Having held a mandate from the IC designer since September 2000, lead managers Deutsche Bank and Merrill Lynch moved quickly to launch and close a deal within the space of 10 hours yesterday (Thursday). After a few weeks of intensive credit marketing, however, the deal had been well flagged and attracted strong demand, with books closing seven times oversubscribed.
Final terms are very similar to those achieved by Siliconware Precision Industries (SPIL), which closed a $175 million convertible via Morgan Stanley nearly two weeks ago. In particular, they appear to show that a two-and-a-year put is the sweet spot of the market at the moment.
Having seen many of their rolling put convertibles called by investors, Taiwanese issuers have been keen to push out to three years if it makes economic sense.
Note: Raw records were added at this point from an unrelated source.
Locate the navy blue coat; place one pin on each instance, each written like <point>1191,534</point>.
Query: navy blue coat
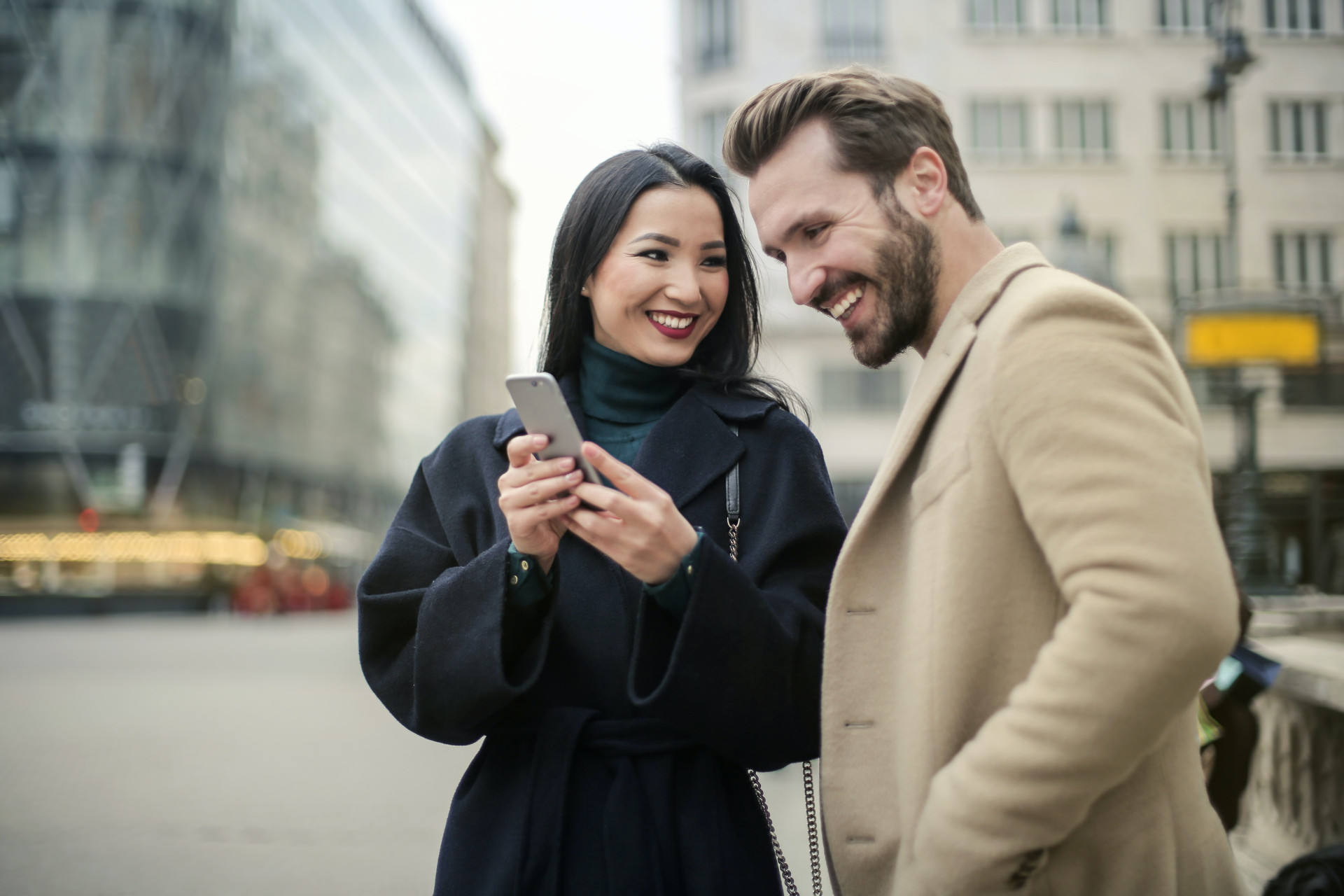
<point>617,736</point>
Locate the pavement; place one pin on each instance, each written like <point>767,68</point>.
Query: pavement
<point>223,755</point>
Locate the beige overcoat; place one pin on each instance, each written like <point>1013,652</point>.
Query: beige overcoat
<point>1025,610</point>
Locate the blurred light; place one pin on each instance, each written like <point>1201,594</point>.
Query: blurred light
<point>219,548</point>
<point>299,545</point>
<point>315,580</point>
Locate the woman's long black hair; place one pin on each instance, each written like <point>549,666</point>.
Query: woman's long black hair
<point>592,219</point>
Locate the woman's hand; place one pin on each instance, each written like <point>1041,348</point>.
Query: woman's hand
<point>528,496</point>
<point>638,527</point>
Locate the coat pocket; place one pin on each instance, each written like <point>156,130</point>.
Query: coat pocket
<point>939,477</point>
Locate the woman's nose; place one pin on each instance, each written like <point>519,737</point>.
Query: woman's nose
<point>683,284</point>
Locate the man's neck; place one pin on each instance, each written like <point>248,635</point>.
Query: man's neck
<point>965,246</point>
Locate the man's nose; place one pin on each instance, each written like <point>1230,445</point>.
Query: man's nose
<point>806,282</point>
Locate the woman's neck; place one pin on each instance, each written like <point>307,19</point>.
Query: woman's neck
<point>625,390</point>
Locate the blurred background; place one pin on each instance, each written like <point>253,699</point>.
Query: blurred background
<point>257,257</point>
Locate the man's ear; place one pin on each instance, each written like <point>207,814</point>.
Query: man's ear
<point>925,183</point>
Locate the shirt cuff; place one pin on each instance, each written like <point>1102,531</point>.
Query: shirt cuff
<point>527,582</point>
<point>673,596</point>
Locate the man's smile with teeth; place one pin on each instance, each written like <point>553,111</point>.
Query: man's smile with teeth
<point>841,305</point>
<point>673,321</point>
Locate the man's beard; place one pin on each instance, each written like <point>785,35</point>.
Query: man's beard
<point>906,267</point>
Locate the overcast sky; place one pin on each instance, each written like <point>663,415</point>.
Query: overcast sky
<point>565,85</point>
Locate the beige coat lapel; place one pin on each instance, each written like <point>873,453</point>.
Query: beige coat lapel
<point>949,348</point>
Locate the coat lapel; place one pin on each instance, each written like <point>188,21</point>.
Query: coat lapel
<point>949,349</point>
<point>692,445</point>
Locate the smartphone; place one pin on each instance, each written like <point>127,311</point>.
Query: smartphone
<point>543,410</point>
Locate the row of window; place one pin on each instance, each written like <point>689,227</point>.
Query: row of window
<point>1303,262</point>
<point>1277,16</point>
<point>1297,130</point>
<point>851,30</point>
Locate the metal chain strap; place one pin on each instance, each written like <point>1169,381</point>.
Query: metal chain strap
<point>808,790</point>
<point>809,794</point>
<point>769,822</point>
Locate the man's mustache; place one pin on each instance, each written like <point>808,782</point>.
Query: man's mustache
<point>835,286</point>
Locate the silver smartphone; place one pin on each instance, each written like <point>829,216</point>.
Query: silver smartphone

So far, only Premier Image has scored an unequivocal success in this regard with an ING Barings-led deal last September. Ritek Corp also managed to get a three-year put earlier this week, but at the expense of a 6.29% yield.
Bankers say that the combination of a relatively steep yield curve between two and three years and investor resistance at the outer end makes two-and-a-half years more realistic.
Consequently Macronix priced a $150 million five-year deal with a two-and-a-half year put at a price of 107.845% to yield 3.55% or 25bp over Treasuries. With a 0.5% coupon and 20% premium to a spot price of NT$26.1, the deal also has hard no call for three-years and thereafter subject to a 130% trigger. Redemption is at 116.372%.
Alongside the leads, co-managers were Citibank Taipei, China Development Bank and JPMorgan.
At these pricing levels, the deal has a bond floor of 90.5%, theoretical value of 104.5% and implied volatility of 29%. This is based on underlying assumptions comprising a credit spread of 375bp over Libor, zero cash dividend yield, 5% stock borrow cost and 40% volatility. Historic volatility is 70%.
Non syndicate bankers highlighted the low bond floor which appears aggressive given that there is very little borrow available in the stock, whose ADR trades about $500,000 a day. "We believe that some accounts were able to get borrow and because the deal was quite small, it wouldn't have been too difficult to cover the book," says one observer. "However, to get huge blow-outs, issuers will have to give investors a little bit more protection than this deal does."
A total of 180 accounts are said to have participated, with a geographical split which saw about 65% go to Europe, 20% to Asia and 15% to the US.
In terms of pricing benchmarks, the nearest comparison is SPIL. The IC packager has a lower implied rating of BB- compared to a BB rating for Macronix, but was able to secure a tighter yield of 2.25%. This has partly been attributed to first mover advantage and partly to a more liquid ADR.
In terms of the conversion premium, Macronix has come out on top at a time when investors are trying to push premiums down on concern that the Taiwanese tech rally is nearing its peak. But while Macronix's share price has performed well since an NT$16 low last September, it has underperformed the index so far this year, trading down 2.97% against an overall rise of 5.781%.
Pricing the deal yesterday was also helped by the performance of the TWSE Index, which climbed 1% to 5,872.14 following a 4.2% rise of the Philadelphia Semiconductor Index the day before.
Earlier this week, Acer Inc sold down a further 2.5% stake in Benq Corp (formerly known as Acer Communications & Multimedia). Again led by Nomura, the group sold seven million GDS units raising a total of $57.6 million.
This adds to proceeds of $74.68 million from the previous deal a week before, which comprised a 10 million GDS sale. Pricing on both occasions came at a 4% discount to spot, but the share price has risen since the first deal was priced against an NT54.5 close, with pricing this time round coming off an NT$60 close.
Acer's stake in the company falls to 22.4% as a result of the new deal, much of which was said to have been placed with accounts which had also participated in the first.